DMCA Safe Harbor Protects Service Providers
The way Pinterest, YouTube, and other user generated content sites avoid a constant onslaught of financially debilitating copyright infringement lawsuits is by abiding by DMCA Safe Harbor provisions spelled out in section 512(a) of title 17 of the United States Code. In simple terms, the whole idea of safe harbor is that an online service provider like Pinterest won’t be able to preemptively police every piece of content posted on their service. Because Pinterest and other UGC sites merely transmit the content, they aren’t liable as long as they quickly remove or disable access to material later identified to be infringing by the copyright holder.
In order to be protected by DMCA Safe Harbor, Pinterest must be viewed as a service provider.

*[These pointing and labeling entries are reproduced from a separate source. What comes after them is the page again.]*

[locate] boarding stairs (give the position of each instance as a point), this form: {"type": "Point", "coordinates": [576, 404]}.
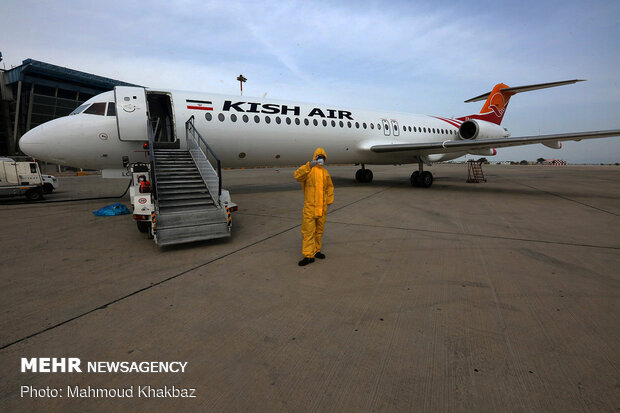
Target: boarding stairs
{"type": "Point", "coordinates": [474, 172]}
{"type": "Point", "coordinates": [187, 193]}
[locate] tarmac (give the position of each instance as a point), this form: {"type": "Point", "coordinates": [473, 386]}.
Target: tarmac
{"type": "Point", "coordinates": [498, 296]}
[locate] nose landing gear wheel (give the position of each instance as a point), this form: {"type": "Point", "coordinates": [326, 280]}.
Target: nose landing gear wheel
{"type": "Point", "coordinates": [364, 176]}
{"type": "Point", "coordinates": [421, 179]}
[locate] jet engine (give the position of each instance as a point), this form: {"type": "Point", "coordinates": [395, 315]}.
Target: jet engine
{"type": "Point", "coordinates": [479, 129]}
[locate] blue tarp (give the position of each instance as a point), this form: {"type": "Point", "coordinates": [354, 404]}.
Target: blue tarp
{"type": "Point", "coordinates": [111, 210]}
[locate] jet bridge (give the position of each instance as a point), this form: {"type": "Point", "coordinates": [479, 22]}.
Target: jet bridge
{"type": "Point", "coordinates": [178, 196]}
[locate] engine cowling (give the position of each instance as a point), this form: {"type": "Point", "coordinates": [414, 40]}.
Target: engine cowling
{"type": "Point", "coordinates": [479, 129]}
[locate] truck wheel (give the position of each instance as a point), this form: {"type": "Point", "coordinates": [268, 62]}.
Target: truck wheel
{"type": "Point", "coordinates": [144, 226]}
{"type": "Point", "coordinates": [34, 194]}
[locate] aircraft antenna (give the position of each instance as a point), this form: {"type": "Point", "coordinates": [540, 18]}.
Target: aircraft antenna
{"type": "Point", "coordinates": [241, 80]}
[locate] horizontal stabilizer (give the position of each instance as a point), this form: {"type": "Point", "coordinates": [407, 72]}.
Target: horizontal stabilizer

In case you haven’t memorized the United States Code, here is title 17 section 512(a):
A service provider shall not be liable for monetary relief, or, except as provided in subsection (j), for injunctive or other equitable relief, for infringement of copyright by reason of the provider’s transmitting, routing, or providing connections for, material through a system or network controlled or operated by or for the service provider, or by reason of the intermediate and transient storage of that material in the course of such transmitting, routing, or providing connections, if –
(1) the transmission of the material was initiated by or at the direction of a person other than the service provider;
(2) the transmission, routing, provision of connections, or storage is carried out through an automatic technical process without selection of the material by the service provider;
(3) the service provider does not select the recipients of the material except as an automatic response to the request of another person;
(4) no copy of the material made by the service provider in the course of such intermediate or transient storage is maintained on the system or network in a manner ordinarily accessible to anyone other than anticipated recipients, and no such copy is maintained on the system or network in a manner ordinarily accessible to such anticipated recipients for a longer period than is reasonably necessary for the transmission, routing, or provision of connections; and
(5) the material is transmitted through the system or network without modification of its content.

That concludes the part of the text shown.